Because the cross provides a curse and judgment upon sin, all the oppressed are offered a true imprecatory hatred of injustice. The cross tells us how truly horror-filled the world's evil is, including its postcolonial varieties, and the cross renders judgment upon it. Yet in Christ's great sacrifice, all are also given a space to release that evil, to no longer be controlled by it. This is a profound mystery, one that is infinitely beyond us, one that seems foolishness to many (I Cor 1), for it tells us that the worst postcolonial atrocity has been paid for in the death of the cosmic Son of God.
God's love is offered to the torture chambers of the globe, to the bigotry of the world, even to the secret police and the banal administrator of oppressive projects. It is a love that calls for true repentance for those who have been broken and those who have been colonizers. Only in such a state can the cycle of violence and recrimination be ended. Likewise, amidst such brutality, explicit or subtle, the cross offers to those who will take Christ as their own a new meaning for their suffering. We read stories retrospectively once we know the ending. A character's pain or grief takes on a different, even acceptable existence, once we see how it all turns out. For many, the condition of postcolonialism is despair. The cross (for it ends in resurrection) offers a retrospective reading of the believer's suffering, in recontextualizes it to become heroic, profound, and most importantly, purposeful. It is still suffering, but it is no longer meaningless.

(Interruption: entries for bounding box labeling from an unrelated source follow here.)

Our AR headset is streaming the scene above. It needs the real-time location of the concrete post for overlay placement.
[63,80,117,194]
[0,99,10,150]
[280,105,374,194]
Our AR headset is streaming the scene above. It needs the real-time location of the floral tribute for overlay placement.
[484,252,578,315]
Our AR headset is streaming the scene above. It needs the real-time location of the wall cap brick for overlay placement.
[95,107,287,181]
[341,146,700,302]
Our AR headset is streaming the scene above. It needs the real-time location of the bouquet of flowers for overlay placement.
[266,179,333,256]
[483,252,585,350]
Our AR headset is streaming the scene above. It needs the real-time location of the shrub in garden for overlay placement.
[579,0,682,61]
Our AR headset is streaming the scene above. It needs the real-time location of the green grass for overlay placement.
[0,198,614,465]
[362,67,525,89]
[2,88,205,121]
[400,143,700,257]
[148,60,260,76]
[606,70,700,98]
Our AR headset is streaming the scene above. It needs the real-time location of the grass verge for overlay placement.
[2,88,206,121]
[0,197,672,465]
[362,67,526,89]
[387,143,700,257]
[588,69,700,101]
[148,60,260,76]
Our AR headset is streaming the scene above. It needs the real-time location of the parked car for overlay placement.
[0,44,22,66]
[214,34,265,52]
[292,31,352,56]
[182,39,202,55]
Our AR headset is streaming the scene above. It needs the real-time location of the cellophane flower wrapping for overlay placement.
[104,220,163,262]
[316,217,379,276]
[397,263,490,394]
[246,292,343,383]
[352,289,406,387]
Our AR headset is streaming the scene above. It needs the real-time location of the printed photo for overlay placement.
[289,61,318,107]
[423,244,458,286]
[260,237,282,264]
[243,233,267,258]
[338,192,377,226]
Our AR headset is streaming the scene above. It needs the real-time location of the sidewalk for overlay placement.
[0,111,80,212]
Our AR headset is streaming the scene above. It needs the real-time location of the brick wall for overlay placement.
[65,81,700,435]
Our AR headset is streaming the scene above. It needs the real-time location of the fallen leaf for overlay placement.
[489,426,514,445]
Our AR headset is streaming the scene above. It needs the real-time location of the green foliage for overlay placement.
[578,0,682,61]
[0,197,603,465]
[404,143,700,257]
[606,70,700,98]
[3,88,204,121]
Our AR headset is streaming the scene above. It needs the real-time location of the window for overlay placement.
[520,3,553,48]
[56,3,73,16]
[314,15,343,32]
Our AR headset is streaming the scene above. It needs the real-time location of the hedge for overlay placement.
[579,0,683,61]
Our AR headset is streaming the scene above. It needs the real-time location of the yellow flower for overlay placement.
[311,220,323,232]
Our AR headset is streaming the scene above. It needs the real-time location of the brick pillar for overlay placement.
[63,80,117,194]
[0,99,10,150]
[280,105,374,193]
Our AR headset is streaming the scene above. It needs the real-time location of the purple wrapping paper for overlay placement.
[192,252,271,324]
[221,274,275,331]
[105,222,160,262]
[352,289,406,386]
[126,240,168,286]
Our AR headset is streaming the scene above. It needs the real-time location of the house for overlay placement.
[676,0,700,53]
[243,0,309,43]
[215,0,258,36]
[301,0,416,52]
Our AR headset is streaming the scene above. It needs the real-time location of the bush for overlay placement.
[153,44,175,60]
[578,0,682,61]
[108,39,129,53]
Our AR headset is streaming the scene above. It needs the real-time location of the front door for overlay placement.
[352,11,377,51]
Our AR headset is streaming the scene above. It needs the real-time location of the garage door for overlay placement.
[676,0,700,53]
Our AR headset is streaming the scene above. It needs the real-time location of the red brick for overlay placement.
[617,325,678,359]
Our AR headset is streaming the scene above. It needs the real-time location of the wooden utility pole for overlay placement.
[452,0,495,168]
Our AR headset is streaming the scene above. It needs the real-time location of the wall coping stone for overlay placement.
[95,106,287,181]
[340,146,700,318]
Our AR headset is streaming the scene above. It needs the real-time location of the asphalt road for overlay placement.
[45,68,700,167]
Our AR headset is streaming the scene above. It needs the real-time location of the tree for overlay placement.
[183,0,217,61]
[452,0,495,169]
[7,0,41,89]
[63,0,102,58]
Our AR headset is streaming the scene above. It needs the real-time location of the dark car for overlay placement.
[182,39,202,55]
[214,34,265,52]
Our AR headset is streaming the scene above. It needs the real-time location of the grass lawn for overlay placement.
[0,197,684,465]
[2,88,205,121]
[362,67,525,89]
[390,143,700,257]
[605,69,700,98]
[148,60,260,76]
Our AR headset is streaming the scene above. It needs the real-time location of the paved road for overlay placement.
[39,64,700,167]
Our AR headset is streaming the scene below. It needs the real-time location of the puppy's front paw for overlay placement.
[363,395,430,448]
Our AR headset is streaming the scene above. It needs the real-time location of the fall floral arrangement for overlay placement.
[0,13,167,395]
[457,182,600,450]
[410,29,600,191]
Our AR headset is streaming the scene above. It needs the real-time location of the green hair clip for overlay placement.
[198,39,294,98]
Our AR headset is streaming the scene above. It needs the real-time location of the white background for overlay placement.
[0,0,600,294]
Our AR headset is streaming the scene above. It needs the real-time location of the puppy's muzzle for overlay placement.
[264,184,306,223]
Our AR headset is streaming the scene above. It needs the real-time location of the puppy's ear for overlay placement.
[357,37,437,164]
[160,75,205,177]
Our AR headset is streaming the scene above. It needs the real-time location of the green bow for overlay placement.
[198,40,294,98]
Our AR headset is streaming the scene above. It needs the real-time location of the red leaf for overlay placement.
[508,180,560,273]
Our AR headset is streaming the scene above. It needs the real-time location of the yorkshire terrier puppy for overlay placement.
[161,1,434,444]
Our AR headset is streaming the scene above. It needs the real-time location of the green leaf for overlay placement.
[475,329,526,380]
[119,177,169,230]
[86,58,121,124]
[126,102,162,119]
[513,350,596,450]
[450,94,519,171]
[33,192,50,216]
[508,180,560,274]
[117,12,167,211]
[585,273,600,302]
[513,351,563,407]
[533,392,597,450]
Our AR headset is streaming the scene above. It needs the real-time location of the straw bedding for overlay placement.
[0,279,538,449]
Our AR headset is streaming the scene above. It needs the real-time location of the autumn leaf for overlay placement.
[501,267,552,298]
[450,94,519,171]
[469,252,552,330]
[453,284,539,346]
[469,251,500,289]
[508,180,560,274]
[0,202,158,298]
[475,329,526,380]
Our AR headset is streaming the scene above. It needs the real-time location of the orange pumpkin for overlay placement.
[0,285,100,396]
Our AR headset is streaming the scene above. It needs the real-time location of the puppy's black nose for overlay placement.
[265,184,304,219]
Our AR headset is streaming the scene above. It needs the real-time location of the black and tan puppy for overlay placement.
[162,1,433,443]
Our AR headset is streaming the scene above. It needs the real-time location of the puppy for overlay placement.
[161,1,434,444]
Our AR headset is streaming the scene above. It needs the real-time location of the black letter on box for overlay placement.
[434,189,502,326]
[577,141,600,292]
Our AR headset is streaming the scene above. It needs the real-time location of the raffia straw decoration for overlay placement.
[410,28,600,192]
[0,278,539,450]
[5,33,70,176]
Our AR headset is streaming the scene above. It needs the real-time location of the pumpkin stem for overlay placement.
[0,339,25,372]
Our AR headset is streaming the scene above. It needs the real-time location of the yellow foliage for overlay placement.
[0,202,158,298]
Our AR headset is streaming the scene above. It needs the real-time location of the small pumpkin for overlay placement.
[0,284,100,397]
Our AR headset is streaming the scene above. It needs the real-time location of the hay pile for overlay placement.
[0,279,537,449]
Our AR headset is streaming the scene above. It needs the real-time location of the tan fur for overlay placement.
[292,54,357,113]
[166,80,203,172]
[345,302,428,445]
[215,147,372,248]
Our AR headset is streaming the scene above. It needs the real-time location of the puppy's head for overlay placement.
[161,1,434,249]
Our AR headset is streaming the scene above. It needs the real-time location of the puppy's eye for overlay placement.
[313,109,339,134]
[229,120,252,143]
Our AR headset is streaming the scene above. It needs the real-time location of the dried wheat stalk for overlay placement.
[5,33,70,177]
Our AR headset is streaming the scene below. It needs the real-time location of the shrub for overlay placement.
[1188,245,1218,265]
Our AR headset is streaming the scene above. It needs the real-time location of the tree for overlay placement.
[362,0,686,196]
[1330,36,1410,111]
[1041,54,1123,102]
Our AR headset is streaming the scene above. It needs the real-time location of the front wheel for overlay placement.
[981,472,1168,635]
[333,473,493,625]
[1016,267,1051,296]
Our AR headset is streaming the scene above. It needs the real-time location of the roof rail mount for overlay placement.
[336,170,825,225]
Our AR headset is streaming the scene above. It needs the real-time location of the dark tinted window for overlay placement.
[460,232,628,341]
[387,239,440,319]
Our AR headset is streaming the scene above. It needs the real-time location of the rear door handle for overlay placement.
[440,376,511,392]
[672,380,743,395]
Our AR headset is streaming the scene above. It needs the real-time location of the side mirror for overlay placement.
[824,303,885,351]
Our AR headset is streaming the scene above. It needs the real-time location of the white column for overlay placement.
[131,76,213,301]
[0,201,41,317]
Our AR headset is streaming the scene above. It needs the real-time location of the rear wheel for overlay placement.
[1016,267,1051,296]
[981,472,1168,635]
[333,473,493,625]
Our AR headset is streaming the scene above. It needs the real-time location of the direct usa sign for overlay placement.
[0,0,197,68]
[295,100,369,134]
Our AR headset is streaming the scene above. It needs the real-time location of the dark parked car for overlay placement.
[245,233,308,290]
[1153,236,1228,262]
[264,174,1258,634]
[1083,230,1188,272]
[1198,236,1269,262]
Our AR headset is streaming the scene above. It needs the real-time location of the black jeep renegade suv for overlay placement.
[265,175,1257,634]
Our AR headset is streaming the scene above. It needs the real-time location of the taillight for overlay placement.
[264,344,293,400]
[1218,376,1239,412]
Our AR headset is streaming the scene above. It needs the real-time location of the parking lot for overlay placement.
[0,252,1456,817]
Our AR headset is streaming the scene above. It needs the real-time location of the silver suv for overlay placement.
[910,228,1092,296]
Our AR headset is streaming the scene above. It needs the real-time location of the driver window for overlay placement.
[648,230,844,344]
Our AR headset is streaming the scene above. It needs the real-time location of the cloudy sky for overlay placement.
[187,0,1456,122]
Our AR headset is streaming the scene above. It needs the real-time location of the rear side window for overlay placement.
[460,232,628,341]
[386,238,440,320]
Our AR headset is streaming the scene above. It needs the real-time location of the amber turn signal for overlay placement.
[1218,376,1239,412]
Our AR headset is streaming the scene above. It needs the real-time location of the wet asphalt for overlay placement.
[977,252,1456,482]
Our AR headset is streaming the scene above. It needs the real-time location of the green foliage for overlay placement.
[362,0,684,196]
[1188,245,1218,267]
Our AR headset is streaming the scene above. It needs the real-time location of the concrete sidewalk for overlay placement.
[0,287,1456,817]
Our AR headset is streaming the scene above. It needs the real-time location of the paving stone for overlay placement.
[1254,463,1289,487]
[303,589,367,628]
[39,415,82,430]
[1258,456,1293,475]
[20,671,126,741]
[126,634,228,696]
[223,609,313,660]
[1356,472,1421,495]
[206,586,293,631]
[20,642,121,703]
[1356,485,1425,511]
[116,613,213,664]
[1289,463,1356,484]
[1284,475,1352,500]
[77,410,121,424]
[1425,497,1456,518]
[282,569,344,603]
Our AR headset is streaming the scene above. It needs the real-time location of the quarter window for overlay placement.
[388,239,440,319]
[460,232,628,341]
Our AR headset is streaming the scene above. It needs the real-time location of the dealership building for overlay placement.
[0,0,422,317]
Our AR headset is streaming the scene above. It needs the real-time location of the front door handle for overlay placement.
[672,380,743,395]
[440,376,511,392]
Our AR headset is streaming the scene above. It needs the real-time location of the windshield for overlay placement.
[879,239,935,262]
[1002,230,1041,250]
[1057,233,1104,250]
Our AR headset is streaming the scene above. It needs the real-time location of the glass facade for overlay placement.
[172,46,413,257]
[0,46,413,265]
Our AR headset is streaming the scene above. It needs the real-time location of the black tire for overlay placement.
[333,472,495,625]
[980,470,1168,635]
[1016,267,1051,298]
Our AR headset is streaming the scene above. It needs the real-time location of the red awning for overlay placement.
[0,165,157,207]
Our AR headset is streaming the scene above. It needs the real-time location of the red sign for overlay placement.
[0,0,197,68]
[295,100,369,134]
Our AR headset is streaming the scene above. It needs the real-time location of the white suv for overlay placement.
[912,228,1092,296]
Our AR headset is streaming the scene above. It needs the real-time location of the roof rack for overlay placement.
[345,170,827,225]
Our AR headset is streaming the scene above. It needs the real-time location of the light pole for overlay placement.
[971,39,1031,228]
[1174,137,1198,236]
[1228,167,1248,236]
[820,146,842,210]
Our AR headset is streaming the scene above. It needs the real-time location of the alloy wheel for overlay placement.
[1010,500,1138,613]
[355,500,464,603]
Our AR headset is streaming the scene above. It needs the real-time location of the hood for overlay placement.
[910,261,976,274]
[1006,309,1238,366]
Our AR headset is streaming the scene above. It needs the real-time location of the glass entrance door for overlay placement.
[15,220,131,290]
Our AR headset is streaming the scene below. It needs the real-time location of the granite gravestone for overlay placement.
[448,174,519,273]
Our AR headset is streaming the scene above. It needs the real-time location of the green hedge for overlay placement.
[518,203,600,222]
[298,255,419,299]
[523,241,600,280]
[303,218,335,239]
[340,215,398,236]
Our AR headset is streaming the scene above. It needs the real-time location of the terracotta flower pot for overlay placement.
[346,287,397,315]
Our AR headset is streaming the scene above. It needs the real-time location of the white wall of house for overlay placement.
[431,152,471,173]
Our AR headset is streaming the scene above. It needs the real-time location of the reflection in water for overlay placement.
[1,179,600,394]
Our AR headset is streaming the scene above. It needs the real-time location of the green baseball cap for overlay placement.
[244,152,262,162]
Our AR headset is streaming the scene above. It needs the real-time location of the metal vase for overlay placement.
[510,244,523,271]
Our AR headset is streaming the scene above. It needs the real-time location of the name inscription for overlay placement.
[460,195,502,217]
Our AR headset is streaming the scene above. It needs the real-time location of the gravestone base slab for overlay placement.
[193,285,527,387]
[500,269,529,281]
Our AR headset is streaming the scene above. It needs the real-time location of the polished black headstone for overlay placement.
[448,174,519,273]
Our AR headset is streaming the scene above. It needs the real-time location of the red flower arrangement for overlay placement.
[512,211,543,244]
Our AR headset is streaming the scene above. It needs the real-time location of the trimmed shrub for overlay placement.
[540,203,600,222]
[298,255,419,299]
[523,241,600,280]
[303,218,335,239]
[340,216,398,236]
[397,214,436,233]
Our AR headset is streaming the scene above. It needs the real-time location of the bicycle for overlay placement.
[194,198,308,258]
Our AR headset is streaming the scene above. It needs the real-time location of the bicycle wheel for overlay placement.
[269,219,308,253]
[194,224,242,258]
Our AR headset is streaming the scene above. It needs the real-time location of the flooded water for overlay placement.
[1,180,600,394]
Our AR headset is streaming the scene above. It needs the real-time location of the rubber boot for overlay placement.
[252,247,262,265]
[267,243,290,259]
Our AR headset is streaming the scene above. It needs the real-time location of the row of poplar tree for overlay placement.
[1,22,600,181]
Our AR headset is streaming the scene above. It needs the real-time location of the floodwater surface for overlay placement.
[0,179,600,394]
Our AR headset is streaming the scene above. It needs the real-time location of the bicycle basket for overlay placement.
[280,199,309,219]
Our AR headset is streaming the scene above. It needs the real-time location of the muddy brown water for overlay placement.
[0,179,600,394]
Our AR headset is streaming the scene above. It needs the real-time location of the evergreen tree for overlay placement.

But Christ's sacrifice does more than allow postcolonial persons to re-view their sufferings; it allows them to experience real healing, cleansing, and honor. The work of the cross is that of the infinite God who esteems them, purifies them, and can make their lives beautiful. By consenting to suffer with us as a human being in the person of Jesus, by becoming a curse for our separation from God, Christ gives our lives a kind of visionary aesthetic, a shape and identity that transcends the sin we have caused and the sin we have suffered under. He removes the ritual and real defilement that often accompany colonialism. Those who are judged by imperial centers as marginal, as insignificant, as uncivilized, or as sub-human, are held by the cross as valuable, as noble, as central to the work of God's kingdom. As the Korean poet Ku Sang, reflecting on Easter, proclaims:
[...]
Rooted in you, even in death
all things remain alive;
we see them reborn, transfigured.
How then could we doubt
our own Resurrection since
by your own you gave us proof?
Since there is your Resurrection and ours,
Truth exists;
since there is your Resurrection and ours,
Justice triumphs;
since there is your Resurrection and ours,
suffering accepted has value;
since there is your Resurrection and ours,
our faith, hope, love, are not in vain;
since there is your Resurrection and ours,
our lives are not an empty abyss.
In this lost corner of the earth,
dappled by the spreading spring,
as I imagine that Day's world,
made perfect by our Resurrection,
I am overwhelmed in rapture.
Sang, Ku. "Easter Hymn." Trans. Brother Anthony of Taizé. Divine Inspiration: The Life of Jesus in World Poetry. Oxford: Oxford UP, 1998. 524.